A review by sam_bizar_wilcox
Zuleika Dobson: Or, An Oxford Love Story by Max Beerbohm

3.0

I think this book is primed for a reparative reading that emphasizes how the book skewers the British elite and the academy. I watched Triangle of Sadness recently, and I think this Edwardian satire could be read as a forebear to the eat-the-rich cinema that has been popping up as of late. Zuleika herself This is a novel that I think could be tackled or adapted for contemporary audiences.

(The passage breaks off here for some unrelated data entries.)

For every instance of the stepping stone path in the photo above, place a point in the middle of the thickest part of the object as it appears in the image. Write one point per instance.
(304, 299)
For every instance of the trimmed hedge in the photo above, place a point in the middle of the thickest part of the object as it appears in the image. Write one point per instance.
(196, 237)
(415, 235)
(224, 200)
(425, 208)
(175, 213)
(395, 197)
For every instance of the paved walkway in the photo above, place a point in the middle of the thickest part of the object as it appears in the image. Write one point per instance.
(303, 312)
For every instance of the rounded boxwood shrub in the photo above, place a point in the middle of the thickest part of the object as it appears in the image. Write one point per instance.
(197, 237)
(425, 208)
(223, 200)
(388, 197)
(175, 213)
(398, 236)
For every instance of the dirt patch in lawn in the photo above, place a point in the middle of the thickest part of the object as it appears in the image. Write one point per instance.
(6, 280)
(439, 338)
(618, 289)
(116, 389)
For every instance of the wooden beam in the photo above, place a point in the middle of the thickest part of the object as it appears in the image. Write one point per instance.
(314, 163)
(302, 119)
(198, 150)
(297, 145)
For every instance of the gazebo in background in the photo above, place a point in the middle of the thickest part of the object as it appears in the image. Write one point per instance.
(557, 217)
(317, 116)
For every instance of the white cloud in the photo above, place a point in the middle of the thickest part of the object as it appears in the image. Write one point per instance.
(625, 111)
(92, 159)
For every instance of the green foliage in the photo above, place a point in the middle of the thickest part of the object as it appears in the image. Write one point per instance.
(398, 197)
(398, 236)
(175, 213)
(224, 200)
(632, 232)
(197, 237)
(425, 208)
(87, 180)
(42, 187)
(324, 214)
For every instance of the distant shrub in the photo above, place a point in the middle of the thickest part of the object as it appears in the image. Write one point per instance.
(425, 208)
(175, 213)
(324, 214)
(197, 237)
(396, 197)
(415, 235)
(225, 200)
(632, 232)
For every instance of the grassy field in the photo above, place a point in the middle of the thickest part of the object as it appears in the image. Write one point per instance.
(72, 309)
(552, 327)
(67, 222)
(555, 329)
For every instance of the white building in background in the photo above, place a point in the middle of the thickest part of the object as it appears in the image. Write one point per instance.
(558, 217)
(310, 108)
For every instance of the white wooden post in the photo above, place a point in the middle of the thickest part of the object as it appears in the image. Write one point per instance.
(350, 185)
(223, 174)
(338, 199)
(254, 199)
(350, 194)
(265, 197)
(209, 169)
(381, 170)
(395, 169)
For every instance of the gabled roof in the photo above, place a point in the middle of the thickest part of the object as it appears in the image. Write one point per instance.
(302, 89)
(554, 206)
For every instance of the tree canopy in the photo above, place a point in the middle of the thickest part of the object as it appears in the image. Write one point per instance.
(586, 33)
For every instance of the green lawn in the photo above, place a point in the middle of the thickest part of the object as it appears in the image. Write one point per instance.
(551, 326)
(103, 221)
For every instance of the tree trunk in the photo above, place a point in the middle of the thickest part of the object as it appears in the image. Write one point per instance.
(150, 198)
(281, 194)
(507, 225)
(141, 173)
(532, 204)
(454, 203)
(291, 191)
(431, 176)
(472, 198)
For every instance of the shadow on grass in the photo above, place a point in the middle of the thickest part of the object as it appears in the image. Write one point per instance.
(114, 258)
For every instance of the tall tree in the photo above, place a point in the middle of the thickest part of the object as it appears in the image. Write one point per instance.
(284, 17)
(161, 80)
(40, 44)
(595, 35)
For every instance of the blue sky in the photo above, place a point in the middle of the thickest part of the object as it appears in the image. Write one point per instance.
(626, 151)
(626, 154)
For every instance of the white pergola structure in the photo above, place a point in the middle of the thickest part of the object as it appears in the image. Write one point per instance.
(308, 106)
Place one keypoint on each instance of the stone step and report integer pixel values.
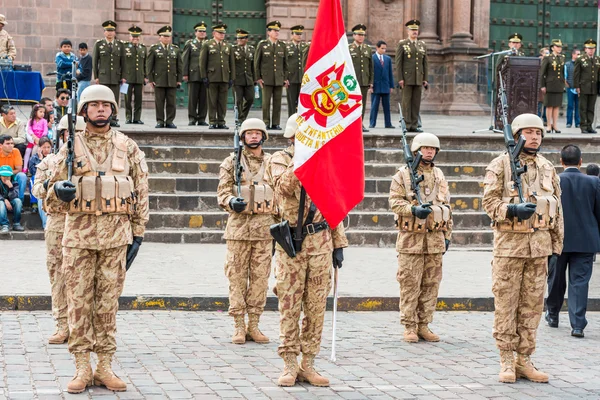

The novel, which follows Zuleika, a counterfeit conjurer who is, in some ways, a fin-de-siecle influencer, casts this femme fatale as a harbinger of destruction. No one can help but fall in love with her, and she cannot help but feel disinterested in anyone who reciprocates her affections. Poisonous stew.

And poison is the right word for the arrogance and self-destruction of the young men in her wake. Zuleika is like a Helen of Troy; her beauty inspires men to commit sacrifice. Unlike Helen, Zuleika's men just commit suicide. In so doing, Beerbohm eviscerates the young, pompous chauvinist who studies at Oxford. His primary target is the Duke, a vain and egomaniacal man who cannot imagine not getting what he wants (and so dies in retaliation to Zuleika's rejection).

There's a lot here that works in the present: it speaks to the image and status-obsessed culture of the online world, the decadence of the 1% (it's fitting, for example, that Zuleika books a ticket to Cambridge by the novel's end; the book takes shots at the denizens of England's most elite institutions because Beerbohm seems to intuit that these are mere houses of pageantry.

Is Zuleika Dobson timeless, or even well-written? Hardly. But it's a smart farce that aims it arrows at the hoarders of power, and there's something gleefully wonderful about seeing an entire city destroyed because of one woman. Is Zuleika Dobson a "good for her" novel? This honor, we should grant it.

TLDR: They fell in love with her; she felled a whole city.